Lessons learned from a phased OKR implementation

Agilar Team
13 Aug, 2025
business agility
business agility

When a large multinational consumer goods company decided to shake up the way it worked, it wasn’t just about introducing a new framework. The goal was bigger: break free from slow annual planning cycles, reduce silos, and cut through layers of bureaucracy.
The chosen tool for the job? Objectives and Key Results (OKRs).
But instead of flipping the switch overnight, the company went for a phased approach—rolling out OKRs in a few countries first, learning from the process, and improving the model before expanding further.
This rollout focused on two main areas:
- Building the OKR Operating Model – The nuts and bolts: processes, routines, tools, roles, and responsibilities.
- Supporting the Change – Communication, training, defining OKRs at all levels, and helping teams through the transition.
A dedicated change team, made up of people from key parts of the business, led the charge. Their job wasn’t just to “install” OKRs—it was to make sure leaders and teams were aligned and ready for long-term success.
Here’s what they learned along the way.
1. Make the difference clear: OKRs are not just goals
One of the first hurdles? People thought they already knew how to set goals—after all, SMART goals have been around for decades. But OKRs are different. They’re more dynamic, built to adapt as the market changes, and they force you to link strategy to measurable outcomes, not just to projects.
The biggest shift:
- Traditional goals connect objectives to projects.
- OKRs connect objectives to Key Results—and the work can change as often as needed, as long as those results stay in focus.
Tip: Don’t assume everyone “gets” OKRs right away. Show examples of good OKRs in your own context, explain the review/grading process (it’s different from the usual progress updates), and make sure teams understand why the change matters.
2. Start with leadership and start with “why”
OKRs only work when leadership is fully on board. That starts by asking: What strategic challenges are we facing? Once those are clear, it’s easier to position OKRs as a tool to solve them.
This doesn’t have to be all-or-nothing. OKRs can start small—say, in one product team or business unit with enough autonomy to set its own priorities.

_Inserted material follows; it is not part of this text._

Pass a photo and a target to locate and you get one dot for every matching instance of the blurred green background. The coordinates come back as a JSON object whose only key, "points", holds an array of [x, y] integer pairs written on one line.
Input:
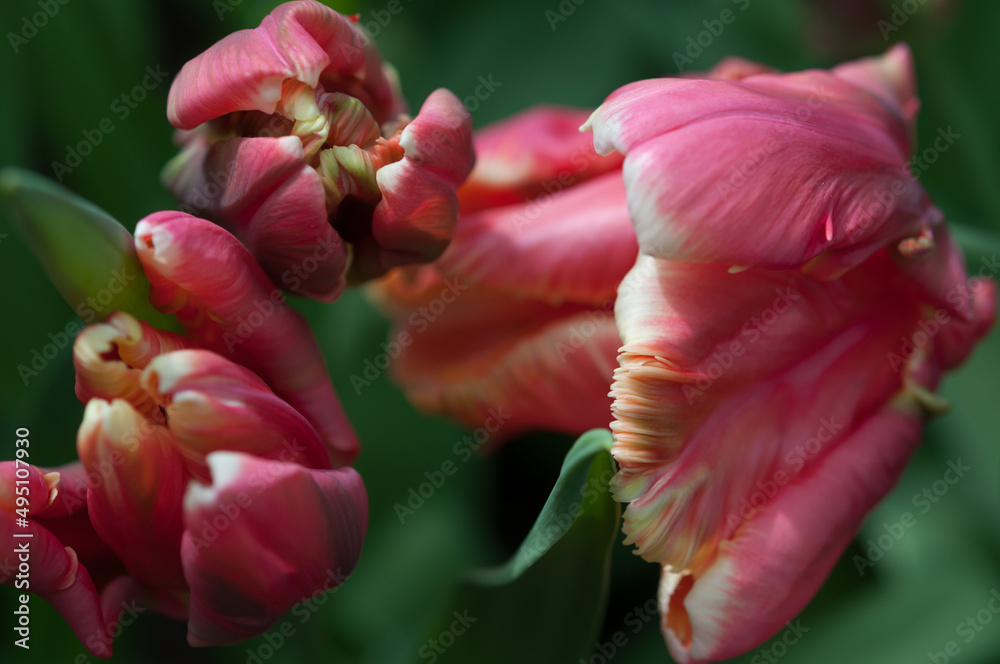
{"points": [[65, 78]]}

If it works there, it can become a pilot that inspires wider adoption.
Tip: Never launch an OKR pilot without leadership backing. Even in a small corner of the business, alignment between leaders and teams is essential.

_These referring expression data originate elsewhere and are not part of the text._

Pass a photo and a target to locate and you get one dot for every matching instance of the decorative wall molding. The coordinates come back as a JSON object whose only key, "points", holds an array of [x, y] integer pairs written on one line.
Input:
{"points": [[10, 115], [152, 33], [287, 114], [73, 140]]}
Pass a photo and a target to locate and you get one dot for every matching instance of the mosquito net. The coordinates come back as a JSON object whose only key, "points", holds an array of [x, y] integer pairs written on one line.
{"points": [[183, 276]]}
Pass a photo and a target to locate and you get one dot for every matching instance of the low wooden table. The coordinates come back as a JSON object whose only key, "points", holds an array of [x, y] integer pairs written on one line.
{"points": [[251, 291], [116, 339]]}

3. Forget the one-size-fits-all recipe
There’s no universal formula for OKRs. The basic framework is simple, but the way it works in practice will depend on your culture, your market, and your specific needs.
In this case, the OKR operating model evolved over time as pilots revealed what worked and what didn’t. That flexibility was key to making the system stick.

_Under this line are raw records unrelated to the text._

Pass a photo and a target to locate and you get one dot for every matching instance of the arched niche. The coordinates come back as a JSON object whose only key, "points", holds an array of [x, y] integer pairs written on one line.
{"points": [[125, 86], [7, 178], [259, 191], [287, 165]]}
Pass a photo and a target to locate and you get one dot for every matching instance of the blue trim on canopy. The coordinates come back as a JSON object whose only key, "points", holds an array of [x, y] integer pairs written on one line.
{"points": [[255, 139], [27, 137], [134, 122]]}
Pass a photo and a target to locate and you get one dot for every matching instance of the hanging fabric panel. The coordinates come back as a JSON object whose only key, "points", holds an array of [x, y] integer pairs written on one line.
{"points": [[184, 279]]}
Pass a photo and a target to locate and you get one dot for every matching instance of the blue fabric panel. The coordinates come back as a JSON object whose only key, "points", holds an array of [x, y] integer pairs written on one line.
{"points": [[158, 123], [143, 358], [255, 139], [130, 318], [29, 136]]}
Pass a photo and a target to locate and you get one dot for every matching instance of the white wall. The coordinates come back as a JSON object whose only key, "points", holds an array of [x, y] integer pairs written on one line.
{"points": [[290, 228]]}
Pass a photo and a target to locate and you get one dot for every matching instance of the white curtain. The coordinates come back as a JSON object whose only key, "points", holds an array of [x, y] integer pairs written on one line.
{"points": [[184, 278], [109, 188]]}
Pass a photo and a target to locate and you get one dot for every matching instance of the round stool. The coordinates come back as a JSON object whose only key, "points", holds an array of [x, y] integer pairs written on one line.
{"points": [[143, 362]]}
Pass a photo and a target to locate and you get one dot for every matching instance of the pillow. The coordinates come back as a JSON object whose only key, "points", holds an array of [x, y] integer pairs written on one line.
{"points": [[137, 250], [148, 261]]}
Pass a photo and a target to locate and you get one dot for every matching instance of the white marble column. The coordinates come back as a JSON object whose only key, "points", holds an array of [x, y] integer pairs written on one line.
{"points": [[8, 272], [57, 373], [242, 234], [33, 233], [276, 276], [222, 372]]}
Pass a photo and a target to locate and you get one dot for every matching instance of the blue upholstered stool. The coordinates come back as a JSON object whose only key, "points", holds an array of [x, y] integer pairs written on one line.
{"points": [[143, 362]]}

Tip: Keep it simple at the start. Have a basic model that everyone can follow, but leave room for teams to experiment and share back what they’ve learned.
The big picture
The company’s OKR journey isn’t over—they’re still rolling it out to more countries—but the early signs are promising. Teams in the first wave are more aligned, quicker to adapt, and focused on outcomes instead of just delivering projects.
And perhaps most importantly, OKRs have become part of a bigger cultural shift—moving from a slow, siloed way of working to one that’s faster, more connected, and more competitive.
By starting small, learning fast, and improving as they went, the company turned OKRs from a “new framework” into a lasting change in how they work.